Da man sich allerdings beim Stellungstermin sicherlich diverse transphobe Kommentare anhören werden darf, kann man auch das Stellungskommando telefonisch bitten, die zugesandten Stellungnahmen an diesen Amtsarzt oder diese Amtsärztin weiterzuleiten. Den Brief an das Stellungskommando mit den Stellungnahmen unbedingt eingeschrieben versenden.

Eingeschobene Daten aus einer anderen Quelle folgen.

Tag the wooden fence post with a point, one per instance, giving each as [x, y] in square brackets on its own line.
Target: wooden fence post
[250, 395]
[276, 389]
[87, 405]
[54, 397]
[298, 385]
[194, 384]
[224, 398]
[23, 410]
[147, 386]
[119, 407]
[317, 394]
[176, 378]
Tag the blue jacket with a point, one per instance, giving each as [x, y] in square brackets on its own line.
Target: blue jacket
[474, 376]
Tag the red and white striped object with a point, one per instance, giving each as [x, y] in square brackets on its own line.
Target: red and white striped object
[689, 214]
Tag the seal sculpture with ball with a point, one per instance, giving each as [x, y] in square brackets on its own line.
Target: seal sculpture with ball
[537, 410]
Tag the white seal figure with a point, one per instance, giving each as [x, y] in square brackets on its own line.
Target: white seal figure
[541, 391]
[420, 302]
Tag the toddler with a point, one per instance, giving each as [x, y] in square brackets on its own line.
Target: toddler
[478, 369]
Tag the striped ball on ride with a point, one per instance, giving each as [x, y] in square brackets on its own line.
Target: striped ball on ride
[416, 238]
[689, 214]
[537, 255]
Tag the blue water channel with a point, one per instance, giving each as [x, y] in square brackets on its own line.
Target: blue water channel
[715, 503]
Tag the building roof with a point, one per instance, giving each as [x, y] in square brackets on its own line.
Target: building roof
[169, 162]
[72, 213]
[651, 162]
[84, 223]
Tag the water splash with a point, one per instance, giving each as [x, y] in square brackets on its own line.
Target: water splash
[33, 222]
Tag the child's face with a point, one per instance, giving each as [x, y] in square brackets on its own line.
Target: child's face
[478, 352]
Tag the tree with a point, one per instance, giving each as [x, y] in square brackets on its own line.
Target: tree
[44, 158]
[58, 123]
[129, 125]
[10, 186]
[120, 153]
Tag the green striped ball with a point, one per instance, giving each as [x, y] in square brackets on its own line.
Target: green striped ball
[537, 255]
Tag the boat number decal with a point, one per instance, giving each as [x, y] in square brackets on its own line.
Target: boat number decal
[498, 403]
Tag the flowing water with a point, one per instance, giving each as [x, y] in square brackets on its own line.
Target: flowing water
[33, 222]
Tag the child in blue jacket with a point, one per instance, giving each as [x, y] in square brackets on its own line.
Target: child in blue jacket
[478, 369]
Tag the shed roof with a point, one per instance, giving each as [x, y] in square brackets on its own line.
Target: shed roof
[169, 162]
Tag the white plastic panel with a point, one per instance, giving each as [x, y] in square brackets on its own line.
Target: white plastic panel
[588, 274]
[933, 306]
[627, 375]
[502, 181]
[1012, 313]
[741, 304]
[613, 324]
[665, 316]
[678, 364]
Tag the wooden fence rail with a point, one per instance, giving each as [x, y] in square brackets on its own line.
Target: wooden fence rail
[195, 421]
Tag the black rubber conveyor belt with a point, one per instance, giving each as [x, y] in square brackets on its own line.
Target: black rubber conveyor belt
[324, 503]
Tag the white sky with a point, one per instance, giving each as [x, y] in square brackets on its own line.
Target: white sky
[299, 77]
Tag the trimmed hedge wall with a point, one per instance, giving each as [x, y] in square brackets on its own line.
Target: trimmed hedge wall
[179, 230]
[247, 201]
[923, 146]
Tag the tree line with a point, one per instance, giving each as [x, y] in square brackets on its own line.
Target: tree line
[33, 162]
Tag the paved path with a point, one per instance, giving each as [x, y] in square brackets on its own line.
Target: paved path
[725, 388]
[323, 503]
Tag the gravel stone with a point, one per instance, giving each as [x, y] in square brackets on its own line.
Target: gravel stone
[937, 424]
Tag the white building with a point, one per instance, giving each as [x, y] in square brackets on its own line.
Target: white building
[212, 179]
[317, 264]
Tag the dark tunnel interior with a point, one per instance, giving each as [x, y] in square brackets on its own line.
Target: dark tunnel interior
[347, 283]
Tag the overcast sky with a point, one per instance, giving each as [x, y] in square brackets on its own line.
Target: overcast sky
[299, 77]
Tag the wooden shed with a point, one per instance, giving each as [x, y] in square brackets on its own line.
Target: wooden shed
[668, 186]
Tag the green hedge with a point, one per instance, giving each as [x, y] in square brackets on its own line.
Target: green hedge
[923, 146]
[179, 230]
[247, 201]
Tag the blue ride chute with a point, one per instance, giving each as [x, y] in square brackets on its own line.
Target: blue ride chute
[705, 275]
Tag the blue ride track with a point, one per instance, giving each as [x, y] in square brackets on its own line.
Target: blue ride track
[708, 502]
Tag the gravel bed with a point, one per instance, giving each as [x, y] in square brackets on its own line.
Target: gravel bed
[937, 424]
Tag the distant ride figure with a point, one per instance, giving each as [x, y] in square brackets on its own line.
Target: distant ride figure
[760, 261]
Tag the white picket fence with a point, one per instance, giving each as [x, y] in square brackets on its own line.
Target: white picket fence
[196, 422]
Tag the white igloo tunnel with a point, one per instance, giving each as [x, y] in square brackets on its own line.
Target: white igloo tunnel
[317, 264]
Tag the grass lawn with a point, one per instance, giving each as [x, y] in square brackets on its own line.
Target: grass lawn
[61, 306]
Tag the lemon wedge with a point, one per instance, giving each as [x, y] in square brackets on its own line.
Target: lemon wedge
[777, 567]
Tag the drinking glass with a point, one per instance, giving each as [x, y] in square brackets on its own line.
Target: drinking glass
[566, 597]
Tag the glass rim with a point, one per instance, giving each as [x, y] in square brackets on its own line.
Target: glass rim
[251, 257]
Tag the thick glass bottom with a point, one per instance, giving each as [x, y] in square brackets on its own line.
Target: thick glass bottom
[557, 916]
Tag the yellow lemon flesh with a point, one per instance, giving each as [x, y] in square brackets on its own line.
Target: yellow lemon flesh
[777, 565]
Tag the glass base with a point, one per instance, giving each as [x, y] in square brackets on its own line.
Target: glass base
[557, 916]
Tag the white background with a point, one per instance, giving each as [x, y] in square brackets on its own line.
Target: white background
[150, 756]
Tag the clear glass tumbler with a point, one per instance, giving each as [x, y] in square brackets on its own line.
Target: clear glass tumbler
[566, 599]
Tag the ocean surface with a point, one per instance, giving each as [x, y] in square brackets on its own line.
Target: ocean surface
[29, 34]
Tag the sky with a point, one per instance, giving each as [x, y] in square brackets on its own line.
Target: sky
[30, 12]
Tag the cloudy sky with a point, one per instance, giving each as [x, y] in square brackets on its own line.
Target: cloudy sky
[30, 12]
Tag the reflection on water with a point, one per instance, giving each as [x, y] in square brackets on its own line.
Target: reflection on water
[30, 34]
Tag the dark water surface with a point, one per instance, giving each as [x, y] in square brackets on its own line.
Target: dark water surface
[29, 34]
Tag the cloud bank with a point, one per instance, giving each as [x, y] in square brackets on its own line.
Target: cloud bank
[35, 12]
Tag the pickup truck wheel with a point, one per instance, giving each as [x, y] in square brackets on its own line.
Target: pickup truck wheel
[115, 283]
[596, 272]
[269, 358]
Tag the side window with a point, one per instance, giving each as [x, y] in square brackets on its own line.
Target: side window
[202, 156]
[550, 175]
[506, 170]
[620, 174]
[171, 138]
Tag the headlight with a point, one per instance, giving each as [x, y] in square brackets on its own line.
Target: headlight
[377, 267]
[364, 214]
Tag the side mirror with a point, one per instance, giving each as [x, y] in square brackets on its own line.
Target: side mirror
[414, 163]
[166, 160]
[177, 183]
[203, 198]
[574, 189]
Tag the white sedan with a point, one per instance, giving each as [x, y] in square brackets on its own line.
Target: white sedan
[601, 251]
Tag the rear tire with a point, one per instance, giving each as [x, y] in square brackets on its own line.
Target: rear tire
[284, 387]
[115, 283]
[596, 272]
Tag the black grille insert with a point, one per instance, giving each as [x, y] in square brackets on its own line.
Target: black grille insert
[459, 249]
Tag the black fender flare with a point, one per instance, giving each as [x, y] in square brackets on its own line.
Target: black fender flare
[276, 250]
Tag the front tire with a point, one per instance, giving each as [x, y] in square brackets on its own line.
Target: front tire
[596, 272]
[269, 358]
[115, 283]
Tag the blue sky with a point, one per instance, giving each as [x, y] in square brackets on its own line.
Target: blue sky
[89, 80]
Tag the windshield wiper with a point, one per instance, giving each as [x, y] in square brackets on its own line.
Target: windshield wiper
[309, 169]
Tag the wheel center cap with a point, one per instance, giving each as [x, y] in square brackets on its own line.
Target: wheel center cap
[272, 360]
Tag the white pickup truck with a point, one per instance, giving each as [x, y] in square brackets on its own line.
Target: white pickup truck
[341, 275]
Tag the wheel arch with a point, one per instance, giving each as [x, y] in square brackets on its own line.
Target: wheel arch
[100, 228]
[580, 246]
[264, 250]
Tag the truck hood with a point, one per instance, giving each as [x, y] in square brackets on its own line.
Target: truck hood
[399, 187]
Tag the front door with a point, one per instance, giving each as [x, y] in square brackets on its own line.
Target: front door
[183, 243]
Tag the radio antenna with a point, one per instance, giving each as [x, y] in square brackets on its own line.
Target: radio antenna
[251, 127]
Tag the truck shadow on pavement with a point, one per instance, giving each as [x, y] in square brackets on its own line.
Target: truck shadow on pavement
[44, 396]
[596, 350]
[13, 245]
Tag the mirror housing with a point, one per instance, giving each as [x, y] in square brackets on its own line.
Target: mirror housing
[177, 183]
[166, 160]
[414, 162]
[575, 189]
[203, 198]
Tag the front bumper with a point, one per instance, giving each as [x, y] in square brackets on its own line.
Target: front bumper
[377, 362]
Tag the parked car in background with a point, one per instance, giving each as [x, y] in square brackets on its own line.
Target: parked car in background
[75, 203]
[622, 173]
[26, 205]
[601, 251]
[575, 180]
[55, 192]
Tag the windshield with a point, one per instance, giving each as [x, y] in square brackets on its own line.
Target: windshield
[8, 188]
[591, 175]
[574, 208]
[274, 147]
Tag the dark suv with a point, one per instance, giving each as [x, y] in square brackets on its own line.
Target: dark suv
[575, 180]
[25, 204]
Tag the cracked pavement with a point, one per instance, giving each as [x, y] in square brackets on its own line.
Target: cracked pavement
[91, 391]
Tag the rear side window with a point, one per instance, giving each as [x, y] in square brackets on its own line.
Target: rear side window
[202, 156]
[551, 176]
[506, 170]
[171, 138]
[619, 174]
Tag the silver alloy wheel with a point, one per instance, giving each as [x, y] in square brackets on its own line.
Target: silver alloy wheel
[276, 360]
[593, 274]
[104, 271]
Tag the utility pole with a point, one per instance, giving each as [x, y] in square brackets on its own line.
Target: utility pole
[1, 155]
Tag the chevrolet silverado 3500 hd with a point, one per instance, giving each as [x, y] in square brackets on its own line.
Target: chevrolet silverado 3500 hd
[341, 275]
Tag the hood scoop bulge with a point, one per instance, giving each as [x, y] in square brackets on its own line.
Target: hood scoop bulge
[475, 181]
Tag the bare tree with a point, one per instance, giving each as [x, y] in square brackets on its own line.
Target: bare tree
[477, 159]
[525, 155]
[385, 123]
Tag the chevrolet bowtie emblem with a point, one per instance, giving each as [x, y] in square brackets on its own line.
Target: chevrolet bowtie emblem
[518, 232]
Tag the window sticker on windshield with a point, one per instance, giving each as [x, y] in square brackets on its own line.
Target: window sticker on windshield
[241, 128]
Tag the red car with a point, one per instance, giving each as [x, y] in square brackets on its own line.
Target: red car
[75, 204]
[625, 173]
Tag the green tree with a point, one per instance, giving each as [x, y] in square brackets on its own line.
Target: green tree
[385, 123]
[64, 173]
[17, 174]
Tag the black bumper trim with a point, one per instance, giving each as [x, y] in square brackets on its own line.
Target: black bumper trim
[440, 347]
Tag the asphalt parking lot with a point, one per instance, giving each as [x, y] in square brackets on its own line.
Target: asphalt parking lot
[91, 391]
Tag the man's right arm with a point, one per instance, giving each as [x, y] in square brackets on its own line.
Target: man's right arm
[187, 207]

Erfahrungsgemäß muss man allerdings öfter beim Stellungskommando anrufen und sie darum bitten die Unterlagen weiterzuleiten, da sie sich anfangs weigern. Es ist Glückssache welche Kommandantin oder welchen Kommandanten man erreicht.

 

Hinweis: Da der Stellungstermin etwa ein Monat nach Erhalt des Einberufungsbriefes stattfindet und Termine bei Amtsärzt*innen meist erst nach einer Wartezeit von 1-3 Monaten möglich sind, wäre es ratsam sich direkt an das Stellungskommando zu wenden. Außerdem muss der Amtsarzt oder die Amtsärztin, die beim Stellungstermin vor Ort sein wird, die Unterlagen erhalten. Diese Person herauszufinden könnte schwierig sein.

 

Eventuell erhält man anschließend den Untauglichkeitsbescheid. Sobald man untauglich ist, muss man auch keinen Zivildienst leisten, siehe hier.

 

Falls das Stellungskommando die Unterlagen nicht an den Amtsarzt oder die Amtsärztin weiterleitet und man zur Stellung erscheinen muss, die Stellungnahmen direkt am Anfang vorweisen. Eventuell wird man anschließend direkt für untauglich erklärt.

 

Hinweis: Man kann den Stellungstermin nur durch Krankheitsfall bzw. wichtige unverschiebbare Termine wie beispielsweise eine Uni Prüfung verschieben. Dazu eine Bestätigung benötigt. Schule/Uni/Berufsschule ohne Prüfungen oder Arbeit gelten nicht als unverschiebbare Termine.